『苺ましまろ』1から2巻
ばらスィー
(Dengeki Comics)メディアワークス,2003- 年。
ロリコン呼ばわり、あらぬ嫌疑をかけられる覚悟でいうと、苺ましまろに出てくる女の子達は可愛くて好きだ。特に人見知りの強くてすぐ泣く子、茉莉なんかはかなり強烈に効いて、それと金髪で妙に育ちのいいアナ・コッポラ。もー、どーしたらええねんっ、て感じになる。いや、なにもしなくていいのは自分でもよくわかってるので、放っておいてください。
苺ましまろに関しては、よくも悪くもあずまんが以後という感触が強く、しかしこれはより以上に周到である。内容は小学生の女の子四人と姉貴分の高校生ひとりが織りなす、なんてことも盛り上がりもない内輪の日常のことを描いたものだ。日常といっても我々の日常とはちょっと違っていて、気ままな興味に引き摺られるままに少しずれて、淡々としたそのずれ方がちょっと面白い。だが周到というのはそれではない。主要人物に可愛い女の子のみを配しながら、そこにあたかも異質な視点をしのばせているという点だ。

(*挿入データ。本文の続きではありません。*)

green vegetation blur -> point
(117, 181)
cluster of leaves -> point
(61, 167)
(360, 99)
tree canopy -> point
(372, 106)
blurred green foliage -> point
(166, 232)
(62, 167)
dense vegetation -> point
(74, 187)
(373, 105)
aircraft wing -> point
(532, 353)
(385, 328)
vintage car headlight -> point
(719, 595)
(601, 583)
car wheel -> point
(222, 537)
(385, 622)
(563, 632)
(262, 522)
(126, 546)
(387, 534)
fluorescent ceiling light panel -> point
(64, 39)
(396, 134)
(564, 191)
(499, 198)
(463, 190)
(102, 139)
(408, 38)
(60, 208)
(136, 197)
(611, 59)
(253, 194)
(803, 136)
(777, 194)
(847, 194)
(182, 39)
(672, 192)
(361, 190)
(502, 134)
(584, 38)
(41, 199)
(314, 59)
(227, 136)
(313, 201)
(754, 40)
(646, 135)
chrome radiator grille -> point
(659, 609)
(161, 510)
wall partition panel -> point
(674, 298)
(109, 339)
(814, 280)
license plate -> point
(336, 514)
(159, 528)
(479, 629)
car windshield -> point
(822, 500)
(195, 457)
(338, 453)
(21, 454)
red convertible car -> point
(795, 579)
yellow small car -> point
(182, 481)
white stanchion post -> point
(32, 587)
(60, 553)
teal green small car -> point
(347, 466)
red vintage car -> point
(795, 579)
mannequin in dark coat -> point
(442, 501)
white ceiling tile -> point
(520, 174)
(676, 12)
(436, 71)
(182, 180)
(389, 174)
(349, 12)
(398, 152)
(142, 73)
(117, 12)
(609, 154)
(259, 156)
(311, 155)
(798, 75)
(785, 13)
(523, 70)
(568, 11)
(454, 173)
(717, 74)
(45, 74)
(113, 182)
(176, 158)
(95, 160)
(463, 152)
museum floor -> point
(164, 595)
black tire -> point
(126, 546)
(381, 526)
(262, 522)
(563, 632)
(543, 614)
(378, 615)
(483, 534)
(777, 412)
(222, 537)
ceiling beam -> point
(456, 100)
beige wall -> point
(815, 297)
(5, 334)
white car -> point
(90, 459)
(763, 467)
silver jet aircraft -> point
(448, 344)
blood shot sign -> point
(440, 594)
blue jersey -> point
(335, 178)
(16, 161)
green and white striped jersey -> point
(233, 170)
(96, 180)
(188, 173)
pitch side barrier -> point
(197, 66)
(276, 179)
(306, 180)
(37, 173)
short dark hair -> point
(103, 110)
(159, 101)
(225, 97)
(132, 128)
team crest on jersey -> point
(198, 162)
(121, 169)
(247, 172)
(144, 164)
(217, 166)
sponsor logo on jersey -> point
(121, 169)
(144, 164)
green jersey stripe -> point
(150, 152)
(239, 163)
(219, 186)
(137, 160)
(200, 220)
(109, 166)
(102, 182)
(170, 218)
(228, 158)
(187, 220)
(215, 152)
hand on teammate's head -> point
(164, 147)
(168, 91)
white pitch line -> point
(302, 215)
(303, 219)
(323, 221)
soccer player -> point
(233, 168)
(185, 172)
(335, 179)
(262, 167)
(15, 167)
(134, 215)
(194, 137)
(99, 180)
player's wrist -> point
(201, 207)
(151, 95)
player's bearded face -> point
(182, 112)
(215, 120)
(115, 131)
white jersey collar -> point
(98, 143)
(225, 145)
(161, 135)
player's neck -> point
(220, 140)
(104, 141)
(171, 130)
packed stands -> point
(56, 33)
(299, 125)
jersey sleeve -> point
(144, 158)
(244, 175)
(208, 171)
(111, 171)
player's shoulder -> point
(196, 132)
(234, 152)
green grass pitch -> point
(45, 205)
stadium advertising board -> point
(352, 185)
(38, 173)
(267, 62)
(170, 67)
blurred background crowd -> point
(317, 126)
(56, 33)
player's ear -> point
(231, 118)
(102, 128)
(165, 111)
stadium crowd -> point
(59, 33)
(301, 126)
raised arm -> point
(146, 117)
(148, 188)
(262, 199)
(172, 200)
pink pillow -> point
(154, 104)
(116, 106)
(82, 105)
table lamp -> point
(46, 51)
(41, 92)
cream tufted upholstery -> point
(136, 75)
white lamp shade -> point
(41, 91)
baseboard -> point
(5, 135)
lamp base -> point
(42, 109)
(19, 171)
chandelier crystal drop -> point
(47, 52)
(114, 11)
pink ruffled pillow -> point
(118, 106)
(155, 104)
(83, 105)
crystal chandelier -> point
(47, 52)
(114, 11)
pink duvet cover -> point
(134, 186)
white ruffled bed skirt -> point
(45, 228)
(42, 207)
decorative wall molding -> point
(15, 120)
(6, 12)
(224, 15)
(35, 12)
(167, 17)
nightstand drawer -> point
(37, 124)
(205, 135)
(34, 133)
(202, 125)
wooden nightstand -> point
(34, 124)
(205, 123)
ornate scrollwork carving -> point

可愛い女の子好きの姉貴分と傍若無人な美羽の存在が秀逸である。同性であるゆえに躊躇なく可愛い女の子好きを主張し実行に移すことのできる伸枝と、子供らしい天真爛漫さで通常はばかられることを可能とする美羽は、いわば我々読者の代理人である。彼女らは我々の普段発揮されることのない欲望ないし衝動を具体化しながらも、あくまで表現上は対象と同性であるため表面的には穏健のふりをしている。だが穏当な微温の裏で、我々は簡単に彼女らに視点ひいては心を重ねては、女の子達の世界に入り込むのである。その世界というのはよこしまな我々の理想が作りだした非現実に過ぎず、そのため多分に病的である。そして病的な我々は、病んだ身ゆえに自らの姿に気が付かないようにできている。
だから私はこれを、可愛い女の子好きの女性にだけお勧めしたい。よこしまな意識抜きで読める人に勧めたいのである。つまり男にはきっと読んで欲しくないといっている。